Basketball is more than a game. Springfield College promotes this idea strongly, being the birthplace of the sport itself. On every inch of campus, there is an indication that this is the place where Dr. James Naismith invented the game. A game it may have started as, but so much more it became. Derek Nesland knows this as well as anyone.
Nesland is the founder and president of Courts for Kids, a nonprofit organization that helps to create opportunities for developing cities and countries to build multipurpose athletic courts. Courts for Kids has built 192 courts in 30 different countries around the world. These projects have included 3,924 U.S. participants from various high schools, colleges, and other organizations.
As noted on the Courts for Kids website, their mission is “transforming lives through building courts and cultural exchange.” Values that the organization focuses on are authentic relationships, genuine partnerships, transformational experiences, and exceptional character.
Tuesday night at 7:30 in the Fuller Arts Center, Derek Nesland presented: “Who Says There’s No Traveling in Basketball? Community Development Through Court Building Around the Globe.”
“I feel like this is kind of a homecoming in a way, just because of the impact it has had in terms of basketball, I mean this is where it all began,” Derek said on being at the birthplace of basketball.
Nesland was an Academic All-American and Hall of Fame basketball player at Portland State University. During his freshman year, he was asked to travel to Bosnia and Croatia to play basketball. It was right after the Bosnian war, and the country was war-torn and very different from what he was used to seeing in the U.S. “For me, as a 19-year-old, just wide-eyed college student it rocked my world. My mind exploded with, ‘Wow, this world is a much, much different place than I ever imagined,’” Nesland said.
After traveling to 14 countries playing the sport he loves, Nesland got an email asking if he knew of a team that would play in the Philippines. He replied saying that he didn’t, but inquired if there was a need for a court.
Nesland woke up to three emails back to him with full interest in having a court made, and the rest is Courts for Kids history. He became more and more interested in what he was doing and made the decision to commit his life to doing this.
Nesland recognizes the power of sport and how it is something that connects cultures around the world. “I’ve been to almost every corner of the world, I have never been to a place – and I don’t think a place exists – where kids aren’t playing sports,” Nesland emphasized. “…and if they don’t have access to sports like you and I think of access to sports, they’re going to make their own little nook and cranny and they’re going to find a way.”
The innate want to play sports in children shows how important athletics can be in communities. This is why the courts that this organization builds are more than just the sport itself. The courts are often the center of the communities, and they provide a place for people to gather and celebrate.

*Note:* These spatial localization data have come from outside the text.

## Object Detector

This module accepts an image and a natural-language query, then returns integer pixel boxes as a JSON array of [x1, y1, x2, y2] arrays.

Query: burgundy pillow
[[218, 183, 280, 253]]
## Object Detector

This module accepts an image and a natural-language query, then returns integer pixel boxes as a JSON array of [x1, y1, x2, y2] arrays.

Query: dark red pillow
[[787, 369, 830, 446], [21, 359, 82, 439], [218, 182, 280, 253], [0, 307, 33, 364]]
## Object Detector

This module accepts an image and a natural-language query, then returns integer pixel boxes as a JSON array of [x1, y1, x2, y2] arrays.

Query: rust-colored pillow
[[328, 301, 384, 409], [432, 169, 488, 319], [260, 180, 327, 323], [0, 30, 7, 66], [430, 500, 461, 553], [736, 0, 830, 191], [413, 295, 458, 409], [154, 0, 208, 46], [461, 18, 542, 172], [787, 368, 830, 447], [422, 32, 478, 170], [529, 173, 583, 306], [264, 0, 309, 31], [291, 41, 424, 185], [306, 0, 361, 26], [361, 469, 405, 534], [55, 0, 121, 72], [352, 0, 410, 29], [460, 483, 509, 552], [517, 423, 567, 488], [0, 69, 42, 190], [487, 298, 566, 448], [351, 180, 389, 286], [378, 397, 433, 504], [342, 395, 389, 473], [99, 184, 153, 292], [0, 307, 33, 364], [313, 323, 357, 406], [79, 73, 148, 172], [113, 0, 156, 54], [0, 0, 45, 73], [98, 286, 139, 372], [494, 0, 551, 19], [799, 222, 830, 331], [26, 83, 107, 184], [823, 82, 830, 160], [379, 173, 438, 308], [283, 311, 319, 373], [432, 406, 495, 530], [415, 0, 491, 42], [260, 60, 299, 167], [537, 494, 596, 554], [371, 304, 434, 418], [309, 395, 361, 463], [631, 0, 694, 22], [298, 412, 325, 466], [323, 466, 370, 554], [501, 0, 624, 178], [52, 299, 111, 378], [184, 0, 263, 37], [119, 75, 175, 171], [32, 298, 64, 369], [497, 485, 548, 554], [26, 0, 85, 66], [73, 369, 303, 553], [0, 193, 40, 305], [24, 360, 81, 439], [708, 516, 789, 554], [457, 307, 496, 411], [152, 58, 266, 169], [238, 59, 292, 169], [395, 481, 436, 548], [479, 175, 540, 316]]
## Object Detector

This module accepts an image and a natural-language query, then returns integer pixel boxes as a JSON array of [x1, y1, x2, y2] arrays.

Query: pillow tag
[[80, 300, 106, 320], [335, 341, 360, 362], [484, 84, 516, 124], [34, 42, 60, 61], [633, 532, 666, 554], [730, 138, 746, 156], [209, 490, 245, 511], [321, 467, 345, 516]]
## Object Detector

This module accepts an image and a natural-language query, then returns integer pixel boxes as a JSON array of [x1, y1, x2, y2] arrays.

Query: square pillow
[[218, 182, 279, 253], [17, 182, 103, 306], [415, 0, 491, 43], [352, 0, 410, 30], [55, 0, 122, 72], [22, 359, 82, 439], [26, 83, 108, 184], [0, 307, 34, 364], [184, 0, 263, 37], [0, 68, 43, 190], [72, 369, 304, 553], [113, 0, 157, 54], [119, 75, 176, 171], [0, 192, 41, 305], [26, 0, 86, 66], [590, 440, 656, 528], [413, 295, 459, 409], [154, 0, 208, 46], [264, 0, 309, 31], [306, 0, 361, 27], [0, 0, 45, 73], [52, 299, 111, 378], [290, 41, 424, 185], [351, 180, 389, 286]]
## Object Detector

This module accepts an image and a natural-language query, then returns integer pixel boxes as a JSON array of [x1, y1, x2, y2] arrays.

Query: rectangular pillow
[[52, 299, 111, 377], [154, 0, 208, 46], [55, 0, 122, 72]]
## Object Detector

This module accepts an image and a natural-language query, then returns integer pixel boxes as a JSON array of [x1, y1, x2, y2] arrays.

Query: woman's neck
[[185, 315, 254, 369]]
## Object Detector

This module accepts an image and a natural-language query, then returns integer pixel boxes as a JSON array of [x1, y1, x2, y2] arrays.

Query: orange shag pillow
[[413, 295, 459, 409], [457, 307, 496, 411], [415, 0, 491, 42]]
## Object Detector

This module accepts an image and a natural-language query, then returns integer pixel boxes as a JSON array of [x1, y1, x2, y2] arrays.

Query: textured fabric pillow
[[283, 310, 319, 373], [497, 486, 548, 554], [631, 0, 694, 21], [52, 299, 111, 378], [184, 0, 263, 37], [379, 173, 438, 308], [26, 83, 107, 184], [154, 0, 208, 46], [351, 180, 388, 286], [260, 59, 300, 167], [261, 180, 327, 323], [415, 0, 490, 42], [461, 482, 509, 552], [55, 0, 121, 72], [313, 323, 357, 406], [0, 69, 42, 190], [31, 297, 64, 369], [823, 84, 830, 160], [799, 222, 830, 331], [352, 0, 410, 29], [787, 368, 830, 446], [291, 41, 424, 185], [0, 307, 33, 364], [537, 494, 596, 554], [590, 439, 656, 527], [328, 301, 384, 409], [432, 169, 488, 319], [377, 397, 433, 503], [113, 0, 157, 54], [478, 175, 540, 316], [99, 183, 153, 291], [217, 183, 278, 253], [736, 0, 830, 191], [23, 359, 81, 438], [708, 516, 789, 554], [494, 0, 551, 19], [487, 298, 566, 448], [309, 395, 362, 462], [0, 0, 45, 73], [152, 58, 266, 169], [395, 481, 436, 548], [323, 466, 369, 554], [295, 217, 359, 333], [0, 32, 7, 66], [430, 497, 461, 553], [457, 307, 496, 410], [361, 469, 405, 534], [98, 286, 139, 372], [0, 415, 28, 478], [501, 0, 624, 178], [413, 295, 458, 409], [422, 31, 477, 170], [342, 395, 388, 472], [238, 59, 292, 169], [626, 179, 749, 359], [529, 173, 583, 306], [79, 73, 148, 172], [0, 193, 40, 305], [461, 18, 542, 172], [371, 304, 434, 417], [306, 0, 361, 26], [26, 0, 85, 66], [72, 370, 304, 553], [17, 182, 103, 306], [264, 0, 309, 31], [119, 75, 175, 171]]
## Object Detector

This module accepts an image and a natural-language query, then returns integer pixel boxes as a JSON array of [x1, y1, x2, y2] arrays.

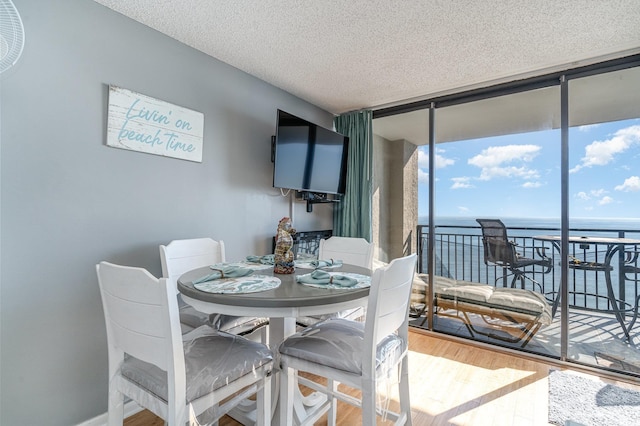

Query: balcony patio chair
[[278, 254, 417, 426], [476, 218, 552, 292], [160, 238, 268, 339], [96, 261, 273, 425], [296, 236, 374, 327]]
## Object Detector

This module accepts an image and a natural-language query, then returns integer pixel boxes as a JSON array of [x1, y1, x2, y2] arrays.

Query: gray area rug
[[548, 369, 640, 426]]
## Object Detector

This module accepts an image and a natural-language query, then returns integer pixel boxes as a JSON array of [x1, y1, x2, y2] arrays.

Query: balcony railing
[[417, 223, 640, 314]]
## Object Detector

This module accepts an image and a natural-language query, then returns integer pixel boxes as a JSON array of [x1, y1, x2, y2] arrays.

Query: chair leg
[[256, 373, 271, 426], [107, 386, 124, 426], [627, 294, 640, 336], [361, 379, 376, 426], [510, 273, 520, 288], [399, 357, 412, 425], [327, 378, 338, 426], [279, 365, 294, 426]]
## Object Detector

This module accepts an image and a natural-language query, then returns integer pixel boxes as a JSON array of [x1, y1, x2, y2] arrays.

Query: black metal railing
[[417, 223, 640, 314]]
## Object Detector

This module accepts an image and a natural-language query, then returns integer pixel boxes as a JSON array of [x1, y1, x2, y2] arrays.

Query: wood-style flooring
[[124, 329, 640, 425]]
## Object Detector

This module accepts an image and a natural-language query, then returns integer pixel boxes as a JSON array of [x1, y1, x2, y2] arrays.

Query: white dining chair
[[160, 237, 268, 338], [319, 236, 374, 269], [279, 253, 417, 426], [96, 261, 273, 426], [296, 236, 374, 327]]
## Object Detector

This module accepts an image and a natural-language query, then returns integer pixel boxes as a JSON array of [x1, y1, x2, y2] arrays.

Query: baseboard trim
[[76, 401, 143, 426]]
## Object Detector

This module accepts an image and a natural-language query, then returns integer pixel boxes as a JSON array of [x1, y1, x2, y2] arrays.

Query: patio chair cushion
[[488, 288, 552, 325], [437, 283, 495, 303], [413, 274, 552, 325]]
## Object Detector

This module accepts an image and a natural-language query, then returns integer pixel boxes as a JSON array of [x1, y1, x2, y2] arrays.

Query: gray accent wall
[[0, 1, 335, 424]]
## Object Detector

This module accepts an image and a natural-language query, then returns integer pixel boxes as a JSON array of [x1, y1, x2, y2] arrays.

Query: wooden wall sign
[[107, 86, 204, 162]]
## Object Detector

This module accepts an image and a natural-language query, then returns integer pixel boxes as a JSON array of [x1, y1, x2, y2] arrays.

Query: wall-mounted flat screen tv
[[272, 110, 349, 195]]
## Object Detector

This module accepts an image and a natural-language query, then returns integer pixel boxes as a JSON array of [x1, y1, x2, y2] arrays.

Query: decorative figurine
[[274, 217, 296, 274]]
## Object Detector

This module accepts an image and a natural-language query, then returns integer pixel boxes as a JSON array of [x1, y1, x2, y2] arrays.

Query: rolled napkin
[[192, 265, 253, 284], [296, 270, 357, 287], [245, 254, 275, 265], [310, 258, 343, 268]]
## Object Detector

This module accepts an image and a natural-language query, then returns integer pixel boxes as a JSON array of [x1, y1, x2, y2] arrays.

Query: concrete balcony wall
[[372, 134, 418, 262], [403, 142, 418, 256]]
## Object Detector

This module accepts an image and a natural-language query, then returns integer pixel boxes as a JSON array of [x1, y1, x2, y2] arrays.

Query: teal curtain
[[333, 110, 373, 241]]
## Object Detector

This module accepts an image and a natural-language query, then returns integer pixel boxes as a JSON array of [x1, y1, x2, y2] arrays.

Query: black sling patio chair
[[476, 218, 553, 292]]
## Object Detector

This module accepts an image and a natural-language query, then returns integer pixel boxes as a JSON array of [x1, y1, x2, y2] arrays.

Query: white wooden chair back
[[160, 238, 225, 293], [318, 236, 374, 269], [278, 253, 417, 425], [364, 253, 417, 369], [96, 261, 188, 422], [97, 261, 273, 425]]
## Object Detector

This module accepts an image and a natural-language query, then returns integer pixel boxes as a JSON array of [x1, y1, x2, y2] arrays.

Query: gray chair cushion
[[295, 306, 364, 327], [211, 314, 269, 335], [278, 318, 404, 375], [121, 327, 273, 403], [178, 295, 267, 335]]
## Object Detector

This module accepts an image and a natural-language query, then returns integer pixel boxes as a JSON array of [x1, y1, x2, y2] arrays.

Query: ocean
[[417, 216, 640, 311], [419, 216, 640, 234]]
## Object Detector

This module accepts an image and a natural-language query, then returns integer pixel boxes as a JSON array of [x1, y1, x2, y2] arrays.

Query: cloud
[[598, 196, 613, 205], [418, 168, 429, 184], [578, 124, 600, 132], [468, 144, 541, 181], [522, 181, 542, 188], [418, 149, 428, 168], [477, 166, 540, 181], [574, 189, 607, 201], [570, 125, 640, 173], [615, 176, 640, 192], [468, 144, 541, 167], [451, 177, 473, 189], [418, 148, 454, 170], [457, 206, 470, 213], [576, 191, 590, 200]]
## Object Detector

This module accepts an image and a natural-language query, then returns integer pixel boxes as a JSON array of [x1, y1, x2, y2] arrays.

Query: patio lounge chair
[[411, 274, 552, 348]]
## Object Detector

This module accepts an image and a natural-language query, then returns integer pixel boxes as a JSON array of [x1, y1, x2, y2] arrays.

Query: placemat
[[297, 272, 371, 289], [193, 275, 281, 294], [226, 261, 274, 271]]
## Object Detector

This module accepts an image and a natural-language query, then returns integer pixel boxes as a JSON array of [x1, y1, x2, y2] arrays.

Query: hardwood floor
[[124, 329, 640, 425]]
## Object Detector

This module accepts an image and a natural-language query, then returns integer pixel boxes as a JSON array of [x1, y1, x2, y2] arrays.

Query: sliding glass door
[[429, 87, 561, 356], [373, 55, 640, 376], [566, 66, 640, 372]]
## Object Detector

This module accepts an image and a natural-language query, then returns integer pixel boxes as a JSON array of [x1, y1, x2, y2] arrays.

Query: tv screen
[[272, 110, 349, 195]]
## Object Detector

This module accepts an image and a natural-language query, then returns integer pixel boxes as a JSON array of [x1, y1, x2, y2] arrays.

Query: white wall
[[0, 1, 335, 424]]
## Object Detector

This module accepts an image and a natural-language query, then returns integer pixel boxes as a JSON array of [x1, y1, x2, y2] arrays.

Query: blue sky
[[417, 118, 640, 220]]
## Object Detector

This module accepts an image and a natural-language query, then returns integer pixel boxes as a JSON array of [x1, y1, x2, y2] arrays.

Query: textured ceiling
[[93, 0, 640, 114]]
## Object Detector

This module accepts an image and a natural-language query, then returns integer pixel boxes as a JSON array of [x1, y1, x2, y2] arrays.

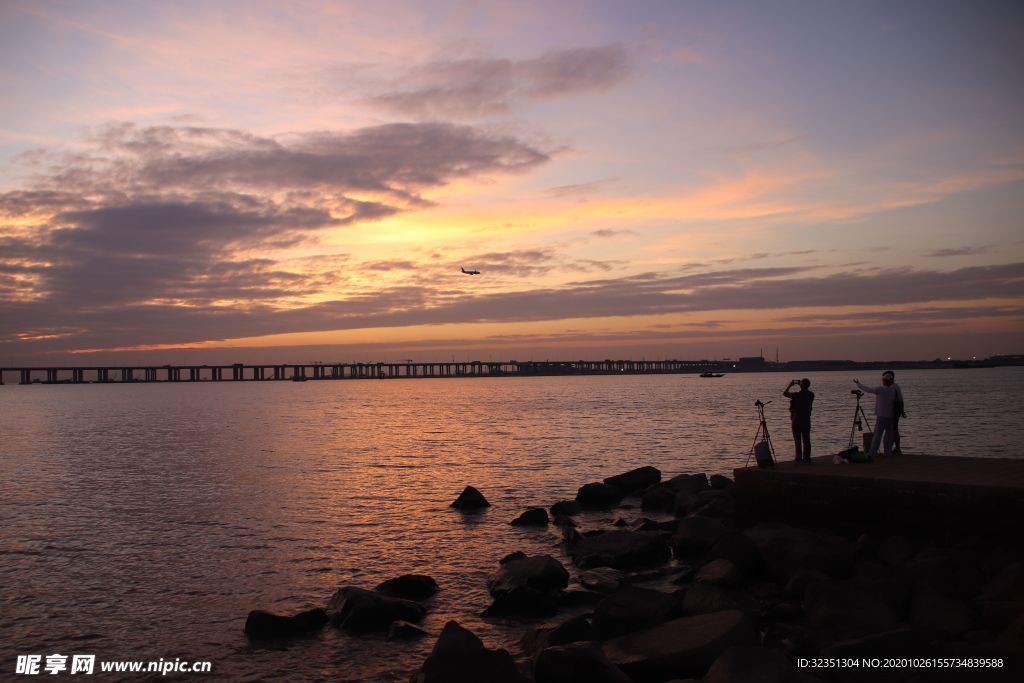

They also often serve as a “catalyst for economic development,” as Nesland stated. When a community builds the court, it allows for other opportunities for the economy to thrive, such as concessions at the location or a school being built nearby.
Head of the Humanics project this year, Judy Van Raalte, thought Nesland’s story was perfect for the community of Springfield College, as there is a heavy focus on Humanics, volunteerism, and of course, basketball. “[Derek] really embodies spirit, mind and body, and service to humanity, so I thought that he wrapped up the whole thing of what we stand for,” Van Raalte expressed.
Nesland truly defines what the ‘triangle’ means here at Springfield College. Through recognizing the aspects of spirit, mind, and body and focusing on humanics, he has been able to change the world and create a bridge between communities and cultures, and it all started with basketball.